市販のドライフードやウェットフードは大丈夫ですか。
一般的な総合栄養食は加熱・加工されており、鳥インフルエンザウイルスは加熱で感染性を失うとされています(農林水産省)。心配なのは未殺菌のミルクや生肉、加熱工程のない生タイプのフードです。
日本の飼い猫でも感染例はありますか。
国内では哺乳類での陽性確認はありますが、飼い猫が発症したという確定情報は公的機関から公表されていません(環境省)。過度に不安になる必要はありませんが、生食を避ける・野鳥に近づけないといった基本の予防は有効です。
人にもうつりますか。
H5N1のヒト感染例の多くは家きんなどとの接触によるもので、日本で発症したヒトは確認されていないと厚生労働省は示しています。鳥に触れた後の手洗いなど、基本的な衛生を心がけましょう。

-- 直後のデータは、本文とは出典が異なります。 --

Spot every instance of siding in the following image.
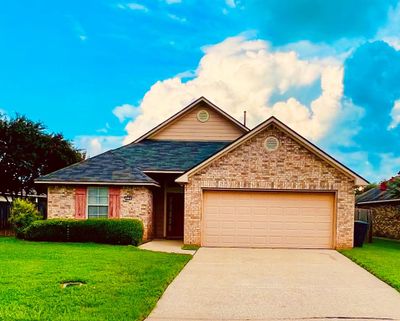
[149,104,244,141]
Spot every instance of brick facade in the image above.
[47,185,153,240]
[47,186,75,218]
[184,125,354,248]
[120,186,153,240]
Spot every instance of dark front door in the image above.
[167,193,184,238]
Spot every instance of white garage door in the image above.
[202,191,334,248]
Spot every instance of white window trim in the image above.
[85,186,110,219]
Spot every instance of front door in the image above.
[167,193,184,238]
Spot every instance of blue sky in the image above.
[0,0,400,181]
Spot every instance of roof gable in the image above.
[356,187,400,205]
[134,97,249,143]
[176,117,368,185]
[35,139,227,186]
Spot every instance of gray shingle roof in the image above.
[356,187,396,204]
[36,139,229,184]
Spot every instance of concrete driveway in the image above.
[148,248,400,321]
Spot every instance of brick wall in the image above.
[184,125,354,248]
[47,186,75,218]
[47,186,153,240]
[120,186,153,240]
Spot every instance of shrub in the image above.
[9,198,42,238]
[26,219,143,245]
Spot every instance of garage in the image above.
[202,191,335,248]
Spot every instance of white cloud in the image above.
[74,136,124,158]
[121,36,352,142]
[117,2,149,12]
[389,99,400,129]
[113,104,138,123]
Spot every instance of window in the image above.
[88,187,108,218]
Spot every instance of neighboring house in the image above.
[356,187,400,239]
[36,97,367,248]
[0,194,47,230]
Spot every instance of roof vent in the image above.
[264,136,279,152]
[197,109,210,123]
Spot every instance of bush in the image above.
[25,219,143,245]
[8,198,42,238]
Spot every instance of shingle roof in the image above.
[356,187,397,204]
[36,139,229,184]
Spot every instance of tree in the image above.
[0,115,84,202]
[356,183,378,195]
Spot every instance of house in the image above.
[356,187,400,240]
[36,97,367,248]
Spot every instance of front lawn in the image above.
[340,239,400,291]
[0,237,191,321]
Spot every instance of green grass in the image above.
[182,244,200,251]
[340,239,400,292]
[0,237,191,321]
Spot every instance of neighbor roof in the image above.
[175,116,368,185]
[134,97,250,143]
[35,139,228,186]
[356,187,400,205]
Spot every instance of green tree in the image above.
[0,115,84,202]
[9,198,42,238]
[356,183,378,195]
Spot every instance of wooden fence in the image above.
[354,208,373,243]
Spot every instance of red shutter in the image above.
[75,187,86,220]
[108,187,121,218]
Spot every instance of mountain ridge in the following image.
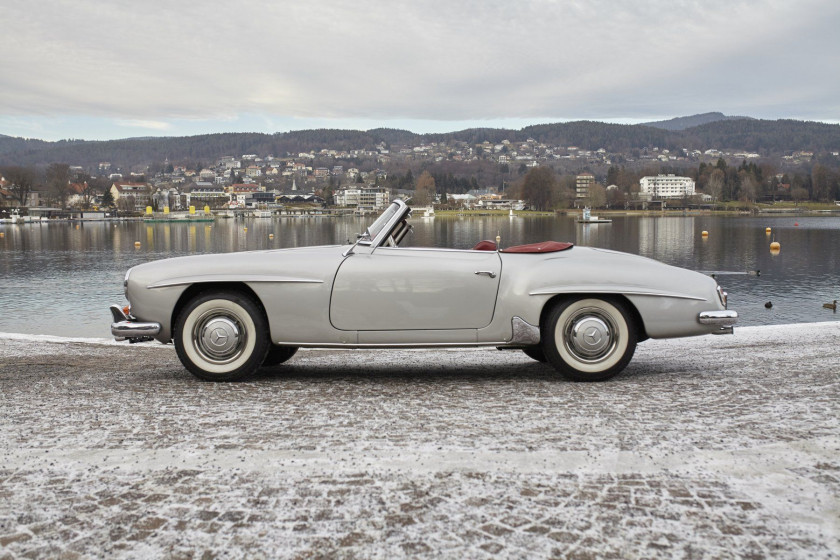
[0,117,840,168]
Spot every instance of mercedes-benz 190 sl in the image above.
[111,200,738,381]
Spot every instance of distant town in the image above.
[0,117,840,218]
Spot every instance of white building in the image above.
[333,186,391,210]
[639,175,694,199]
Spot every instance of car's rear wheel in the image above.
[542,298,638,381]
[522,346,548,362]
[262,344,298,367]
[174,291,270,381]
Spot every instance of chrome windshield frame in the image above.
[359,198,411,249]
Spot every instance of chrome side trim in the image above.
[146,274,324,290]
[528,285,707,301]
[111,321,161,340]
[288,340,510,350]
[510,316,540,346]
[697,311,738,327]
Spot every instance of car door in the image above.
[330,247,502,331]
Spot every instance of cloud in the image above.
[0,0,840,136]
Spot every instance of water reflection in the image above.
[0,216,840,337]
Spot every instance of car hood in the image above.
[128,245,346,288]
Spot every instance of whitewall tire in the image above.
[174,292,269,381]
[542,298,638,381]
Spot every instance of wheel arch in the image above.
[540,292,649,342]
[169,282,268,338]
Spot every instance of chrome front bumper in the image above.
[111,305,160,342]
[697,310,738,334]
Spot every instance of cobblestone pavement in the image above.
[0,323,840,560]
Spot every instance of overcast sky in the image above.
[0,0,840,140]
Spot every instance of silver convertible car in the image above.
[111,200,738,381]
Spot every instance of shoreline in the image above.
[0,322,840,560]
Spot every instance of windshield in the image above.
[368,202,400,241]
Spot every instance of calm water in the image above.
[0,216,840,337]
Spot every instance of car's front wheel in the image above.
[542,298,638,381]
[174,291,270,381]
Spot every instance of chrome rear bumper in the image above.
[111,305,161,340]
[697,310,738,334]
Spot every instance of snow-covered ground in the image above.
[0,323,840,559]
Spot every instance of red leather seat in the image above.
[473,239,496,251]
[502,241,574,253]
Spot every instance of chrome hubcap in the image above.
[563,309,618,362]
[193,310,246,364]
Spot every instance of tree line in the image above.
[0,118,840,170]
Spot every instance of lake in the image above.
[0,216,840,338]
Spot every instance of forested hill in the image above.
[641,113,750,130]
[0,118,840,168]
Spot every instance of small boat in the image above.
[578,206,612,224]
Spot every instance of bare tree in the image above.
[47,163,70,208]
[412,171,435,206]
[78,174,98,210]
[589,183,607,208]
[520,166,557,210]
[811,163,831,202]
[790,187,808,204]
[741,175,758,203]
[706,169,725,204]
[3,165,36,206]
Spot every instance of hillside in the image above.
[641,113,752,130]
[0,117,840,168]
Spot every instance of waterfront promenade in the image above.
[0,323,840,560]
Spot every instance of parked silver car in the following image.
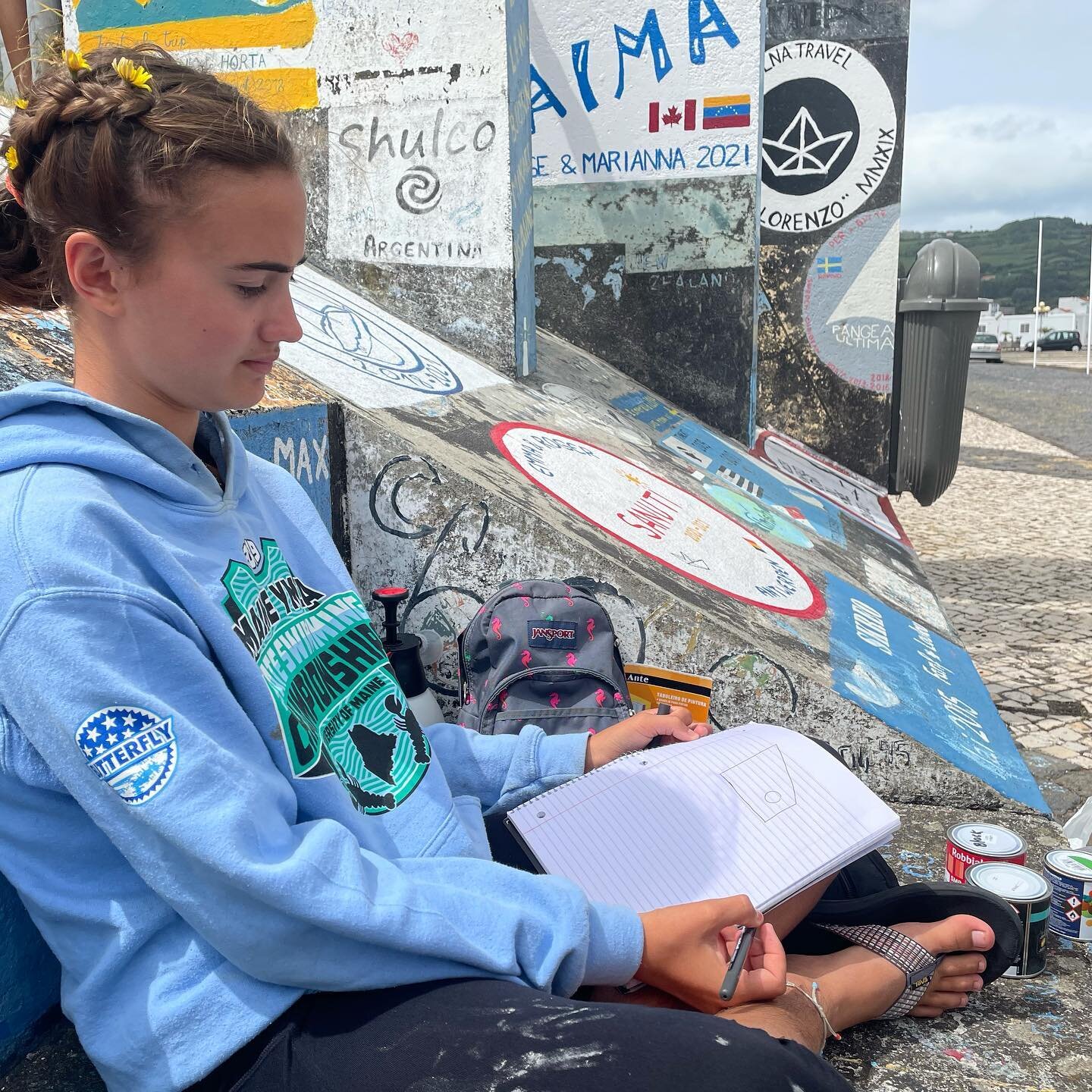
[971,334,1001,364]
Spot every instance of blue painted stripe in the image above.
[702,102,750,118]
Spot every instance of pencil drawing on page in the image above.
[720,746,796,822]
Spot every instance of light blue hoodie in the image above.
[0,383,642,1092]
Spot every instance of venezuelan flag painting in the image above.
[73,0,318,110]
[701,95,750,129]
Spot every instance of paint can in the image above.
[945,822,1028,883]
[1043,849,1092,941]
[966,861,1050,978]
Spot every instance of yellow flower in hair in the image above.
[112,57,152,91]
[64,49,91,75]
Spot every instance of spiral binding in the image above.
[508,748,648,819]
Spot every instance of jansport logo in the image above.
[528,621,576,648]
[75,705,178,805]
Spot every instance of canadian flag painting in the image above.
[648,99,698,133]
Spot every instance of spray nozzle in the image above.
[372,588,410,645]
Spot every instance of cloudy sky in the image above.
[902,0,1092,229]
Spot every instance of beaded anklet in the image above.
[785,982,842,1040]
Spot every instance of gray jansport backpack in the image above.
[459,580,632,736]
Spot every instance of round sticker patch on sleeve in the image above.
[75,705,178,804]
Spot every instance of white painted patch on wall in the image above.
[531,0,761,186]
[864,557,951,633]
[281,265,509,410]
[757,431,903,541]
[804,204,899,394]
[492,422,824,618]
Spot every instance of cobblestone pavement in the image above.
[896,406,1092,819]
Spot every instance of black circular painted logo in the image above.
[762,77,861,196]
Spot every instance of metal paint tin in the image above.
[966,861,1050,978]
[945,822,1028,883]
[1043,849,1092,941]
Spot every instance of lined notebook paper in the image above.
[508,724,899,913]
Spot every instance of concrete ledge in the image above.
[12,806,1092,1092]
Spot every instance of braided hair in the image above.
[0,42,297,309]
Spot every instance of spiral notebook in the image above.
[508,724,899,913]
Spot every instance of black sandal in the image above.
[789,883,1023,1020]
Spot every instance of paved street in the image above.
[960,353,1092,465]
[896,403,1092,819]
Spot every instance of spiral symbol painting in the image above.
[394,167,444,215]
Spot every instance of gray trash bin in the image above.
[891,239,990,504]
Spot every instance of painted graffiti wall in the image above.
[757,0,910,486]
[529,0,762,438]
[65,0,534,373]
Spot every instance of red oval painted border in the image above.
[489,420,827,618]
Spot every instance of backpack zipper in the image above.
[482,667,630,719]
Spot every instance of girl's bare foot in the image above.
[789,914,993,1031]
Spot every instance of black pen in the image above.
[648,701,672,748]
[720,925,755,1001]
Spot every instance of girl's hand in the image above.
[584,705,713,774]
[637,894,785,1012]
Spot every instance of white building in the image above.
[978,301,1074,345]
[1058,296,1089,329]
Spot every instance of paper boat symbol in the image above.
[762,106,853,178]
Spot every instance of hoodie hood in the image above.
[0,382,246,507]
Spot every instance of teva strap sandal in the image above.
[820,925,948,1020]
[804,883,1023,985]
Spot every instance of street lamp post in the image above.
[1031,221,1043,368]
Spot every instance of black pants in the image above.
[191,978,849,1092]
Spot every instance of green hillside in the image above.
[899,216,1092,312]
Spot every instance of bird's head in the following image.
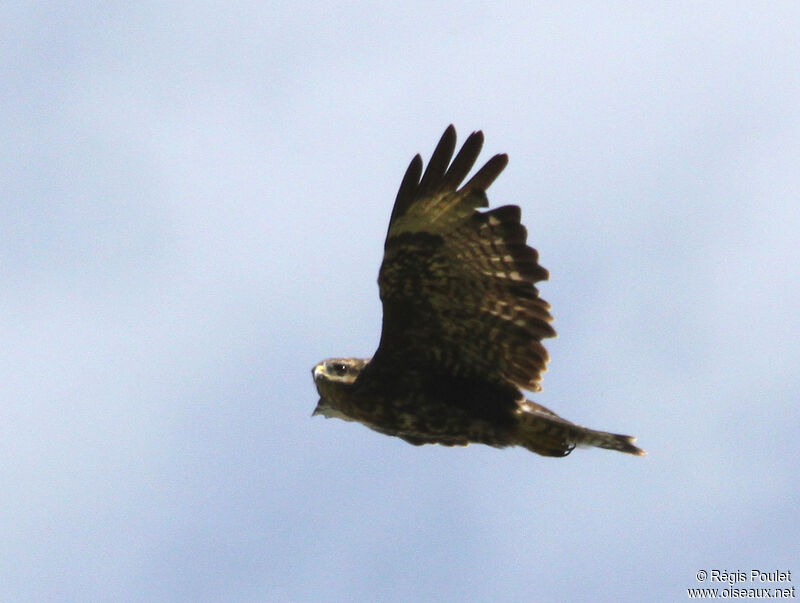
[311,358,367,420]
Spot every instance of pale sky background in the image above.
[0,2,800,602]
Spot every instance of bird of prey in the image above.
[312,125,644,457]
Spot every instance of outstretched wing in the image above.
[370,125,555,391]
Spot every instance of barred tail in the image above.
[517,400,645,456]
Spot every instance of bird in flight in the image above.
[312,125,644,457]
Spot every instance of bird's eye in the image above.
[331,362,347,377]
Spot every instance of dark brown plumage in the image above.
[313,126,643,456]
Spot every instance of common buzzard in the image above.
[312,125,644,456]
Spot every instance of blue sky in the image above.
[0,2,800,601]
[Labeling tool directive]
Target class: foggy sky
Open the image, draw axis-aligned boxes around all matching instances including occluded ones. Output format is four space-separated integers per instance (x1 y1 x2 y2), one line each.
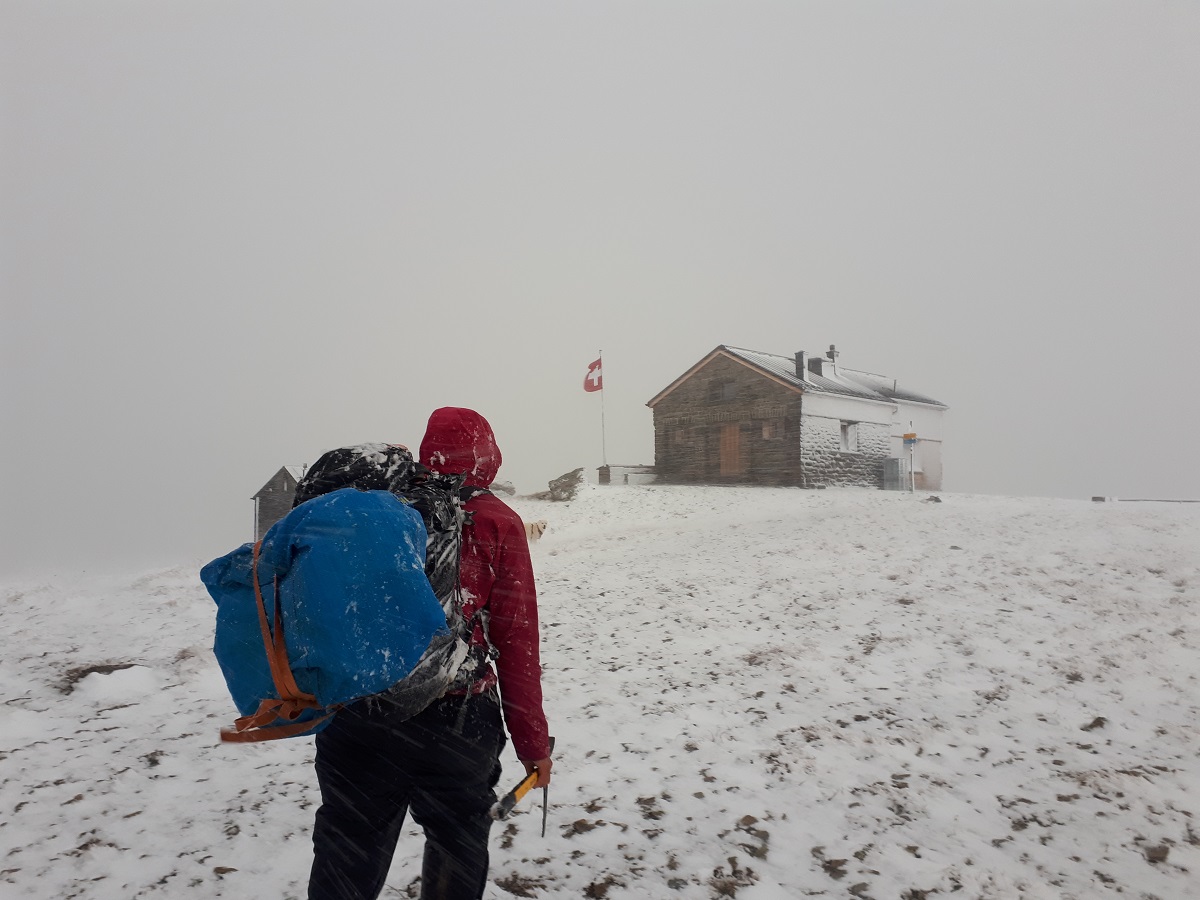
0 0 1200 574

猫と鳥インフルエンザの話は、正しく知れば必要以上に怖がるものではありません。生食を避けて加熱したものを与える、野鳥に近づけない、完全室内飼いと手洗いを守る、この基本の積み重ねが、いちばん現実的で確かな守りになります。気になる症状があるときは、自己判断せず動物病院に相談してください。